We recommend mentioning the desired element’s accessibility role in the description, such as “the submit button”, “the homepage link”, “the password input”, “the ‘People’ tab”, or “the combobox for selecting a month”.
If you are unsure what attributes to use, you can use Chrome Dev Tools to find out.
HTML content and attributes
If the desired element contains text content, you can also include a subset or summary of the text in your description. For example, the “the ‘Welcome’ header” or “the text area containing ‘Lorem Ipsum’”.
Momentic’s AI also looks at certain high-signal HTML attributes. Values that are flagged as auto-generated, sensitive, or lengthy are ignored.
Exact matches
Momentic’s AI is trained to treat single quotation marks as an exact match. As such, the description “the ‘Submit’ button” will never match a button with content ‘Approve’.
If quotation marks are not provided, Momentic’s AI will try to use the context available on the page to infer the correct element.
Visual information
Momentic’s AI can access HTML and a11y tree for the entire page, not just the current visible viewport. However, it can only access visual information from the current visible viewport as it relies on a screenshot of the page.

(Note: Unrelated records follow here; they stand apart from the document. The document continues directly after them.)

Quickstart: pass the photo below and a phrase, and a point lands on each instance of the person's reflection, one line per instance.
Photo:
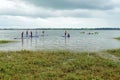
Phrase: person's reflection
(65, 41)
(36, 43)
(31, 41)
(22, 42)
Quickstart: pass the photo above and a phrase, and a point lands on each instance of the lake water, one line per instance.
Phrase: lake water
(53, 40)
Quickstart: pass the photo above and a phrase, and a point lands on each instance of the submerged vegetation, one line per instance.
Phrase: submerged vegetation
(56, 65)
(6, 41)
(118, 38)
(115, 52)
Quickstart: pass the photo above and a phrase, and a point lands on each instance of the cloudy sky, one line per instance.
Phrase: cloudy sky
(59, 13)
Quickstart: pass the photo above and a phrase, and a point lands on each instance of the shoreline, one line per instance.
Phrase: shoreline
(57, 65)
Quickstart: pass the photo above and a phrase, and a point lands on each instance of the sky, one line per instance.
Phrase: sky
(59, 13)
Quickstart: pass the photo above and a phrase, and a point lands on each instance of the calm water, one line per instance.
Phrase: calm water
(54, 41)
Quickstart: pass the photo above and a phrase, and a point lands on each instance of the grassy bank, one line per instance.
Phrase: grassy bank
(6, 41)
(117, 38)
(56, 65)
(115, 52)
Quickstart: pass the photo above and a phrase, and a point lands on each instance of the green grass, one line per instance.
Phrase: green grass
(6, 41)
(118, 38)
(56, 65)
(115, 52)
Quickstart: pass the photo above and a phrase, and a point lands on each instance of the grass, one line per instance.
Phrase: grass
(56, 65)
(115, 52)
(5, 41)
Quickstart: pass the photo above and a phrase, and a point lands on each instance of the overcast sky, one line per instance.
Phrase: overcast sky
(59, 13)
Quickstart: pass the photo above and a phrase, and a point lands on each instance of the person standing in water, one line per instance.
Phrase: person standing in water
(26, 33)
(22, 34)
(65, 33)
(43, 33)
(31, 34)
(68, 35)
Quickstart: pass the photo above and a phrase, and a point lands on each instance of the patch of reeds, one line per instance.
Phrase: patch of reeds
(56, 65)
(115, 52)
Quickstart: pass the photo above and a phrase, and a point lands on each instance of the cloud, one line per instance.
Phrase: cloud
(59, 13)
(73, 4)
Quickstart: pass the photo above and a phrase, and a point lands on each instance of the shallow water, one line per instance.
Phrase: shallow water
(53, 40)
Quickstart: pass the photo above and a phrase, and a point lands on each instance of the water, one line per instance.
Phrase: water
(54, 40)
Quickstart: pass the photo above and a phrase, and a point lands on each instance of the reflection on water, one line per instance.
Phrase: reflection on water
(79, 40)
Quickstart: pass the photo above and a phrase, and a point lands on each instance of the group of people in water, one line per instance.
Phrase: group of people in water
(27, 34)
(66, 34)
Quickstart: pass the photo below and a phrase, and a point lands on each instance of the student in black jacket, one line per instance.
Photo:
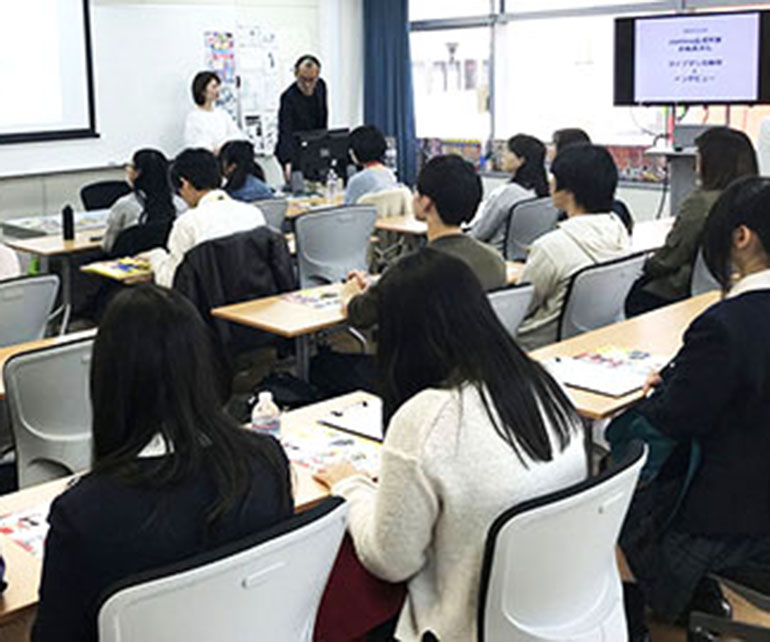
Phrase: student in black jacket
(173, 476)
(714, 398)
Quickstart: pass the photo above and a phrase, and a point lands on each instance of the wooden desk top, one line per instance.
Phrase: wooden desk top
(23, 568)
(55, 245)
(658, 332)
(402, 225)
(9, 351)
(284, 317)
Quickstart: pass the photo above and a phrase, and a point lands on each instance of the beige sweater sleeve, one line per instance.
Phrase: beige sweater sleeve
(391, 521)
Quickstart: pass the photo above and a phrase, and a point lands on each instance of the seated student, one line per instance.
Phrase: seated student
(448, 193)
(173, 475)
(585, 178)
(723, 155)
(713, 396)
(525, 158)
(9, 263)
(151, 199)
(473, 428)
(212, 214)
(367, 148)
(245, 178)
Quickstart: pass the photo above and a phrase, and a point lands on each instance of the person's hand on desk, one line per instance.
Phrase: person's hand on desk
(335, 473)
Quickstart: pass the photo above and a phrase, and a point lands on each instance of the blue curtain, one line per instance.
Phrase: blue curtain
(388, 98)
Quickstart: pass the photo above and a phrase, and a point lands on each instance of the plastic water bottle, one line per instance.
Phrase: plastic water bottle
(331, 186)
(266, 416)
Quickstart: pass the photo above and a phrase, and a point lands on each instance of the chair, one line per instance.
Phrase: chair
(702, 280)
(25, 306)
(50, 411)
(102, 194)
(528, 220)
(549, 571)
(333, 242)
(274, 210)
(268, 587)
(512, 304)
(596, 294)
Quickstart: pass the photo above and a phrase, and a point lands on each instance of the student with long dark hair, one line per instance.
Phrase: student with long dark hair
(525, 158)
(473, 427)
(713, 399)
(724, 155)
(245, 179)
(173, 476)
(151, 199)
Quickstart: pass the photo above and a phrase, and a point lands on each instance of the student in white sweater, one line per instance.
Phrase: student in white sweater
(584, 181)
(208, 126)
(474, 427)
(212, 214)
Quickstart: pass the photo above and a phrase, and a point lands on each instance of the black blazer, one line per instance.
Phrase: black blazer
(718, 389)
(103, 531)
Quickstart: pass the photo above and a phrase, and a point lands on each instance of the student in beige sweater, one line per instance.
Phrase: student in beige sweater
(474, 427)
(584, 182)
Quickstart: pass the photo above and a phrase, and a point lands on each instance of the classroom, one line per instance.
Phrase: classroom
(367, 321)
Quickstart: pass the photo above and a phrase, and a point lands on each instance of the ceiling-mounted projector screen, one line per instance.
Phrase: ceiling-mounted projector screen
(45, 71)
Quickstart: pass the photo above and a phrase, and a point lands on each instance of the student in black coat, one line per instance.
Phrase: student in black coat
(173, 476)
(713, 398)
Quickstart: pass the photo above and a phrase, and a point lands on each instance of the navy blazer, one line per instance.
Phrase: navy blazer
(717, 389)
(103, 531)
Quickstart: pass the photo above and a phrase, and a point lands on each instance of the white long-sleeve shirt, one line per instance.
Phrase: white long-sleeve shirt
(215, 216)
(445, 476)
(210, 129)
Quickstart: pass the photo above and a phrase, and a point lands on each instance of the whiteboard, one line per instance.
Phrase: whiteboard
(144, 59)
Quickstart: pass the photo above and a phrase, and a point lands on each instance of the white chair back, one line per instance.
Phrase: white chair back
(25, 305)
(528, 221)
(702, 280)
(550, 572)
(512, 304)
(265, 589)
(597, 293)
(333, 242)
(392, 202)
(50, 410)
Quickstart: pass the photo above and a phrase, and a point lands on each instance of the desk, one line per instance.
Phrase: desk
(9, 351)
(47, 246)
(659, 332)
(23, 569)
(289, 318)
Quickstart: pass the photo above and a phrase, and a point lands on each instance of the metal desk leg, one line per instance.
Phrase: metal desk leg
(303, 357)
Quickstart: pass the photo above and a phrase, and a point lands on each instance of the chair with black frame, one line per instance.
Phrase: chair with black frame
(550, 570)
(267, 587)
(102, 194)
(597, 293)
(528, 221)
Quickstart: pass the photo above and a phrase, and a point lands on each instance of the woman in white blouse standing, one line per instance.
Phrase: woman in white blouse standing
(473, 427)
(207, 126)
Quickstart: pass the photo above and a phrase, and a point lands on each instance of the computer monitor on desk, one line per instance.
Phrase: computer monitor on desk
(322, 150)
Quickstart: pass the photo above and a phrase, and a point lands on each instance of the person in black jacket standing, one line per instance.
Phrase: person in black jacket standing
(713, 399)
(303, 108)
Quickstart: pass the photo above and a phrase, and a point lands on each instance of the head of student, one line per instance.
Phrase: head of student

Momentic’s AI is trained to understand visual information like colors, shapes, sizes, and positions. For example, you can say “the red ‘Cancel’ button”, “the thumbs up icon”, or “the hamburger menu beside the logo”.
Due to image quality constraints, we recommend against relying on visual information alone to identify elements smaller than 12x12 pixels. Vision-based descriptions are also less reliable when the element is embedded among many visually similar elements (e.g. a toolbar full of small icons).
Positional cues
Wen there are multiple instances of the same element (e.g. a data table or list), you will need to disambiguate which instance you want to interact with.
Absolute locations
You can provide absolute cues such as “…at the top of the page” or “…in the bottom right corner”.
Relative locations
You can provide relative cues such as “…below the ‘Introduction’ header” or “…beside the ‘Back’ button”.
Use the inside keyword to specify the parent element of another element. For example, “the ‘Submit’ button inside the user dialog”.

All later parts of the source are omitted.